Зарисовка про славное прошлое Хоупа и иже с нимПрибыв с опозданием, я пропустил и антре, и пляшущих лилипутов. Протиснуться к своему месту мне удалось лишь после начала представления: тяжелый саквояж не способствовал быстрому продвижению в толпе. Получившие право входа уже после почтенной публики, бедняки занимали не только галерку, но и проходы, весьма неохотно уступая дорогу. Увы, им было далеко до пристойного поведения: иные из них усадили на плечи отпрысков, иные вовсю плевали ореховой скорлупой.
- Наконец-то, - раздраженный голос окончательно убедил меня в том, что пустующее кресло предназначалось именно мне, - Я считал, что пунктуальность – одно из немногих имеющихся у тебя положительных качеств.
Доннован, устроившийся по соседству, вовсе не казался утомленным длительным ожиданием. Театральный бинокль в его руке покачивался из стороны в сторону – исключительное пижонство. Костюм, явно сшитый по заказу, был не слишком уместен в цирке, но я живо устыдился своего дорожного сюртука.
Заталкивая саквояж под сидение, я едва не уронил большой пакет воздушной кукурузы, стоявший на подлокотнике.
- С корабля – на бал, - очередной язвительный комментарий не заставил себя ждать.
- По крайней мере, я не выряжен, словно на премьеру в Бродвее, - выдержав секундную паузу, я мстительно добавил, - В роли Панталоне.
К чести Доннована, он всегда соблюдал неписаные правила. Он мог бы заявить что-то насчет соответствующего вида господ и слуг – и закончил бы спор, проиграв по всем статьям.
- Ты, вероятно, в курсе, что мы приглашены на праздник, - поджав губы, Доннован наблюдал за плавным танцем женщины-змеи, - Удивительное событие, истинное чудо, являющееся не чаще раза в столетие.
Он почти цитировал текст письма, два дня назад попавшего в мои руки вместе с билетом на сегодняшнее представление.

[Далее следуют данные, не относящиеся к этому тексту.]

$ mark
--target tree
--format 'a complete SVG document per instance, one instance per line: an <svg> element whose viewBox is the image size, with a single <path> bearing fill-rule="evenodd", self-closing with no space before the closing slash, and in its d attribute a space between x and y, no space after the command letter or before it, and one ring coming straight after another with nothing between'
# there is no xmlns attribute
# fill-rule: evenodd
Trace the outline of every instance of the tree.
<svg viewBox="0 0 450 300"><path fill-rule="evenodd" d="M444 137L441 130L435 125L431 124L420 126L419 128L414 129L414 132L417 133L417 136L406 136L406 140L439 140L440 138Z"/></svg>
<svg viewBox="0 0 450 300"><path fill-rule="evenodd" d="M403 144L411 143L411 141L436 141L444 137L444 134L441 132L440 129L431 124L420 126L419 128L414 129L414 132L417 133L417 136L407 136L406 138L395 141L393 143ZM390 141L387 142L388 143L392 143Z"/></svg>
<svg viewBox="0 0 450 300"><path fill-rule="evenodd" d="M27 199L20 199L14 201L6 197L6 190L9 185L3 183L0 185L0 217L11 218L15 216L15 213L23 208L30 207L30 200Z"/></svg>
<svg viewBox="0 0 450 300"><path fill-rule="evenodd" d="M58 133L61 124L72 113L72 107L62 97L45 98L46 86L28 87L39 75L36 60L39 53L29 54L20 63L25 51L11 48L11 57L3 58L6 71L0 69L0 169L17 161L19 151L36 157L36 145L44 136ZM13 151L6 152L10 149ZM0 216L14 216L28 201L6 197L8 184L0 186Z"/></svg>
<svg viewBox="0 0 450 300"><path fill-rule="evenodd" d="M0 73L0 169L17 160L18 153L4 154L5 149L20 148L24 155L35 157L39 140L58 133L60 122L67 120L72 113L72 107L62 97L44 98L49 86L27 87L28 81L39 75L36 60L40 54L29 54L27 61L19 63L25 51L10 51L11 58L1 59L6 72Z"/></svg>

Незнакомое имя отправителя, знакомый почерк, вместо привычной открытки - сложенный вчетверо листок афиши, отпечатанный на дешевой бумаге.
- Удивительная женщина, - я слегка понизил голос, видя, что сидящая по правую сторону от меня девчонка в лакированных туфлях тянет за рукав гувернантку, намереваясь пожаловаться на нашу болтовню. Сей же миг накрачей ударил в литавры, заглушив слова – но Доннован и без того знал их. Как и то, что относились они не к танцовщице.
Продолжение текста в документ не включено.